Abigail Adams did an extraordinary amount of waiting. Her husband, John Adams, was more often gone than at home for the 10 years during which the Revolutionary War was fought and a new nation was struggling to be born. She waited with a verve seldom seen, or at least put down on paper.
To some, John Adams may have been a dumpy, grumpy Yankee lawyer. Abigail loved him passionately from the moment she set eyes on him, and the years made him "dearer to me than all this universe contains beside." Every hour spent out of his company was sunless, incomplete. But she gave up her joy willingly.
"How many are the solitary hours I spend, ruminating upon the past, and anticipating the future, whilst you overwhelmed with the cares of State, have but few moments you can devote to any individual. All domestick pleasures and injoyments are absorbed in the great and important duty you owe your Country . . . . It is to be preffered to Parents, Wives, Children, Friends and all things the Gods only excepted . . . . Thus do I suppress every wish, and silence every Murmer, acquiescing in a panfull Seperation from the companion of my youth, and the Friend of my heart."
Abigail Adams, warm-blooded, high-minded, was a patriot. Her patriotism had nothing of the crowing, complacent "We're No. 1" that we endure today.
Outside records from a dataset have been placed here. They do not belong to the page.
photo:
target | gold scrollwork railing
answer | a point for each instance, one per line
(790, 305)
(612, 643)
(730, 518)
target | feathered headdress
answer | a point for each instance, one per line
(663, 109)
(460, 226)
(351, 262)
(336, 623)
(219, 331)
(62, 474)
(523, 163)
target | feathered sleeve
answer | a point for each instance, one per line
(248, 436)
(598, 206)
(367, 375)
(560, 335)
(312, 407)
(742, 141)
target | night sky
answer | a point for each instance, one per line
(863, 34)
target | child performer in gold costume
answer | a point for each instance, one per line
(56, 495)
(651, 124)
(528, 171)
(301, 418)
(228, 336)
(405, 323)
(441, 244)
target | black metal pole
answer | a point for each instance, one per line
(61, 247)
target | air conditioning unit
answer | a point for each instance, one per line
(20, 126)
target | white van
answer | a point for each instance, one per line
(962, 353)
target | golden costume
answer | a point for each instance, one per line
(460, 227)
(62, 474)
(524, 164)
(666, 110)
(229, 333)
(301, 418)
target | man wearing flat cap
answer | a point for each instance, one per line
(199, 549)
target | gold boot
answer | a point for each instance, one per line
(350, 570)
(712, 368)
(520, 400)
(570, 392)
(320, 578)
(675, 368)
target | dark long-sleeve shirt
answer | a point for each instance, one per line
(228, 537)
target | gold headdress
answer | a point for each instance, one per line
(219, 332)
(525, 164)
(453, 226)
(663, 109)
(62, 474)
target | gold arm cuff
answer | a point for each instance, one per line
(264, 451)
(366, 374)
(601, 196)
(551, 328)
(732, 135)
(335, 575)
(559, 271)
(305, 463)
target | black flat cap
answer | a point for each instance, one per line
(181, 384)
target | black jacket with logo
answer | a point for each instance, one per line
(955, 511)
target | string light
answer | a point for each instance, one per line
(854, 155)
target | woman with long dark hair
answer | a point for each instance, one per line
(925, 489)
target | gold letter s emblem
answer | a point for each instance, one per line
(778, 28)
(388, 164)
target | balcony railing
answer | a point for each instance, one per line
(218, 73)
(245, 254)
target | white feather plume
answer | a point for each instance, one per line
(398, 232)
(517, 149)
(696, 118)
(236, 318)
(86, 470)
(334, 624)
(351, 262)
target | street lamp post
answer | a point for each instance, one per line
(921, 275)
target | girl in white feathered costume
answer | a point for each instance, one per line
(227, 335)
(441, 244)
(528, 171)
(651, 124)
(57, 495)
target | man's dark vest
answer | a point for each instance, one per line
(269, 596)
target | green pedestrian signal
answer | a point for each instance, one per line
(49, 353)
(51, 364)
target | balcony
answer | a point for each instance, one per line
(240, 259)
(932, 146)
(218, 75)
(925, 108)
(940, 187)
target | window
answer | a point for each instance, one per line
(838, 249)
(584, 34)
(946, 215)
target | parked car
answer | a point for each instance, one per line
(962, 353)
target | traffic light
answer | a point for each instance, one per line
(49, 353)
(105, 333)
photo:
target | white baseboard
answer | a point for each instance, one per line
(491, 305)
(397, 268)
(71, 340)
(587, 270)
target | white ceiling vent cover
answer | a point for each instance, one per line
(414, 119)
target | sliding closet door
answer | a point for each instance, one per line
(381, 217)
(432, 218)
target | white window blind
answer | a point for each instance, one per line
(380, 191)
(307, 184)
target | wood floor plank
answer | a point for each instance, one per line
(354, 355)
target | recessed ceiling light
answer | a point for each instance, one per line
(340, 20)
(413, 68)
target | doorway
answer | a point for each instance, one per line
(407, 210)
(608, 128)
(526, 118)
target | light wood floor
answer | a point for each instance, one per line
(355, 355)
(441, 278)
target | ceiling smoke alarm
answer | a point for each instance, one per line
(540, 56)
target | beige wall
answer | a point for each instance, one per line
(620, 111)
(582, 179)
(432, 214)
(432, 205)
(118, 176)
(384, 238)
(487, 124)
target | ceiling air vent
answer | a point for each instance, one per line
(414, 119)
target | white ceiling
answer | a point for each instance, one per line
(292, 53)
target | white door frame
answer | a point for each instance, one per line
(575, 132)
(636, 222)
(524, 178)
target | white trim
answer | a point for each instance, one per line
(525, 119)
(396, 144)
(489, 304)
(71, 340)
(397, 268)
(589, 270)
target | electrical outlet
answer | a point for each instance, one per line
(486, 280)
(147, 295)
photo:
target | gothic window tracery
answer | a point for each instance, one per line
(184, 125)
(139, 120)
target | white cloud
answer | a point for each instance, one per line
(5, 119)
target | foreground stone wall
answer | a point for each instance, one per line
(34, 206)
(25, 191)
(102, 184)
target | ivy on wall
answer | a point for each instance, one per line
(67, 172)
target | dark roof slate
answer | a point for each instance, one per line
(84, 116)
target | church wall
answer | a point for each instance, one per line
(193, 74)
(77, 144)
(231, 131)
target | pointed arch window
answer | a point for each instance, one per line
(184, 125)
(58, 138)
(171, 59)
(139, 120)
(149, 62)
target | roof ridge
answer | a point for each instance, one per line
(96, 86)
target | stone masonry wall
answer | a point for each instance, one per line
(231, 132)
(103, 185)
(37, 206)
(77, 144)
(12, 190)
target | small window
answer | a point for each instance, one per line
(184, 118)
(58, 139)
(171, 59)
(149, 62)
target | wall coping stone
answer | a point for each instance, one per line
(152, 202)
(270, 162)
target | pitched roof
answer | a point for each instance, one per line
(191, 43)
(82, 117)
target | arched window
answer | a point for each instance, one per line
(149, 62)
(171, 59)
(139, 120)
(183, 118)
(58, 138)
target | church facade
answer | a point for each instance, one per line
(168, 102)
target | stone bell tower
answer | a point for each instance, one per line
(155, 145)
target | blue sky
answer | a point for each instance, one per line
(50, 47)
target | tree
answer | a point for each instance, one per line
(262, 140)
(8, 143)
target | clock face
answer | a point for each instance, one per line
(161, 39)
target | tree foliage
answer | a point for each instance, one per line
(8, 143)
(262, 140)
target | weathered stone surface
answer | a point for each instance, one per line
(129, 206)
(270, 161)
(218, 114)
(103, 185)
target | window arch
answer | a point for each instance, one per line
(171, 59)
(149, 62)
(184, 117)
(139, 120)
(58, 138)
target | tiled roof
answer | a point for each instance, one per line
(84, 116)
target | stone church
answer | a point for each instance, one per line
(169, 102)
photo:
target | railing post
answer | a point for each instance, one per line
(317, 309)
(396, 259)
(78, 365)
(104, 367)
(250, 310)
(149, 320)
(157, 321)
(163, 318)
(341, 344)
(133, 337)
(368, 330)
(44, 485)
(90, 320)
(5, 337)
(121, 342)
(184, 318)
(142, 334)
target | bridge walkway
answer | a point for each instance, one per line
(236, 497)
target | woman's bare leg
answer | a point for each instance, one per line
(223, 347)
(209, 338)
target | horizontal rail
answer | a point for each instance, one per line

To her, it meant sacrifice, struggle and going above and beyond anything that could reasonably have been expected of an indifferently educated 18th century parson's daughter, who cheerfully shouldered the responsibilities of a single parent, farm-manager and war correspondent for the "animating cause."
Her only complaint, and it was rarely expressed, was when John Adams' expressions of love fell short: "Could you after a thousand fears and enxieties, long expectation and painful suspences," she wrote in the seventh year of his almost continual absence from home, "be satisfied with my telling you that I was well, that I wished you were with me, that my daughter sent her duty, that I had ordered some articles for you which I hoped would arrive etc. etc. By Heaven if you could, you have changed Hearts with some frozen Laplander."
Nor did she hesitate to lecture him about the failings of his sex in regard to hers. "I cannot say that I think you very generous to the Ladies, for whilst you are proclaiming peace and good will to Men, Emancipating all Nations," she wrote him tartly after the Declaration of Independence, "you insist upon retaining an absolute power over Wives."
Abigail Adams was a great, natural letter-writer. Her spelling was lamentable. Her appalling approximations are all faithfully reproduced in "The Book of Abigail and John," a collection of their letters published by the Harvard University Press. But she had the power to transcribe her thoughts and her emotions exactly as they came to her, and she did not know how to be boring.
The postal service, which is often late, must be commended for noticing her at last. Some, who prefer their colonial dames in lace-trimmed caps, may regret the stamp's picture of her, which is startlingly modern, making her look like the vice president of a steel company or the head of a social agency. But then, she was contemporary, in everything, except possibly her addiction to writing letters.